BKKBN Papua Dorong Data Stunting by Name by Address, 2 Kabupaten Jadi Perhatian Khusus

Penulis: Saiful  •  Jumat, 21 Agustus 2026 | 17:43:01 WIB
Kepala Perwakilan BKKBN Papua Sarles Brabar menyampaikan dorongan penggunaan data stunting by name by address dalam pertemuan evaluasi di Jayapura, Kamis (21/8).

Perwakilan BKKBN Provinsi Papua meminta penanganan stunting di delapan kabupaten/kota tidak lagi menggunakan data agregat, melainkan berbasis by name by address agar sasaran intervensi tepat. Mamberamo Raya dan Sarmi disebut menjadi daerah perhatian khusus, sementara Kota Jayapura tercatat di kisaran 12 persen. Langkah ini ditempuh setelah evaluasi bersama Gubernur Papua pada Rabu (19/8).

JAYAPURA — Perwakilan Kementerian Kependudukan dan Pembangunan Keluarga (Kemendukbangga)/BKKBN Provinsi Papua memastikan percepatan penurunan stunting di Bumi Cenderawasih tidak lagi cukup dengan data prevalensi semata.

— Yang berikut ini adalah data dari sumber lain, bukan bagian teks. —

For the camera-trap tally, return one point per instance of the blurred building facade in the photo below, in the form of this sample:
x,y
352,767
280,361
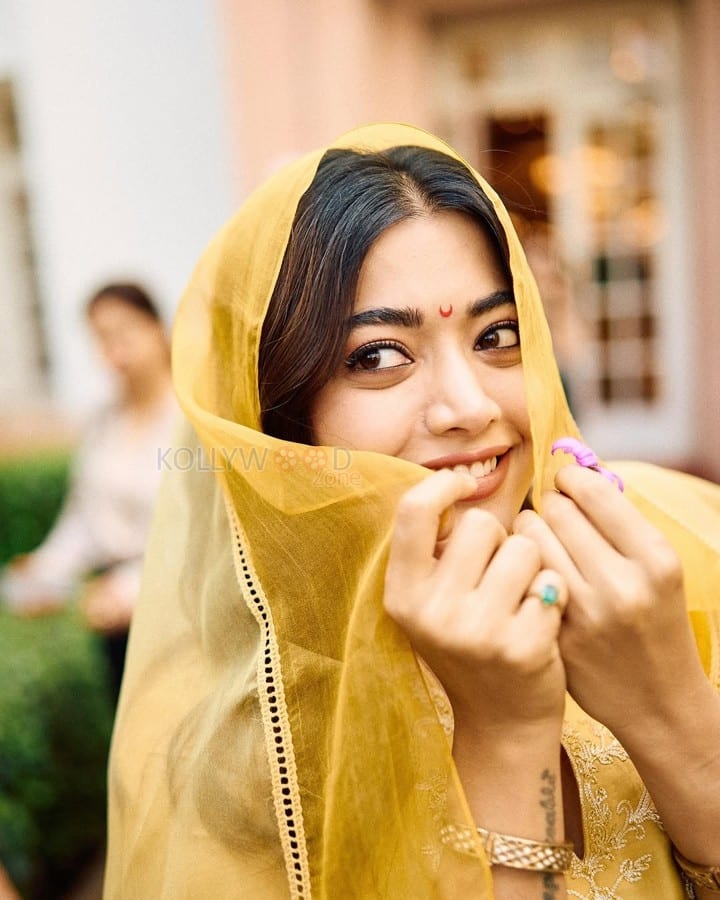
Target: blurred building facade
x,y
114,165
595,119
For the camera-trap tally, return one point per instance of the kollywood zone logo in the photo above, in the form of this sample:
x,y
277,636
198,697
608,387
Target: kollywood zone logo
x,y
330,465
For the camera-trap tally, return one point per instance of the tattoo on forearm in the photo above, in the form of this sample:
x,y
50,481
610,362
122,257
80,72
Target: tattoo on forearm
x,y
548,803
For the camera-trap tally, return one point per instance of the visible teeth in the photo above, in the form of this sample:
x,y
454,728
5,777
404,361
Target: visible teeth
x,y
478,469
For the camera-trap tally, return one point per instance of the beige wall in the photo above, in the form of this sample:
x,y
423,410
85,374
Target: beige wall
x,y
704,93
300,74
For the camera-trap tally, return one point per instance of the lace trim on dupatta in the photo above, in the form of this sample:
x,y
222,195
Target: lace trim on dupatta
x,y
276,726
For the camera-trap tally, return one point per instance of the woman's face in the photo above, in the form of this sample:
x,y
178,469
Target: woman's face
x,y
132,343
433,370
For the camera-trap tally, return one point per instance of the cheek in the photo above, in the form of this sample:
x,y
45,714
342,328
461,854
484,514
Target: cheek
x,y
361,419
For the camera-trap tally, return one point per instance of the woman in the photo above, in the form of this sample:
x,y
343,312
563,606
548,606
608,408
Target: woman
x,y
279,733
96,546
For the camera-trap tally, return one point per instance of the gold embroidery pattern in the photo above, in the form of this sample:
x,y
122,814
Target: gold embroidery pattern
x,y
278,737
616,830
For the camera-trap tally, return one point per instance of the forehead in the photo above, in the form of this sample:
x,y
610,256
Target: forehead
x,y
421,259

Kepala Perwakilan BKKBN Provinsi Papua Sarles Brabar menegaskan setiap intervensi harus menyasar keluarga berisiko secara spesifik melalui pendekatan by name by address.

"Penggunaan data yang akurat menjadi penting agar intervensi pencegahan dan penanganan stunting dapat diberikan secara tepat kepada keluarga yang berisiko," kata Sarles di Jayapura, Kamis.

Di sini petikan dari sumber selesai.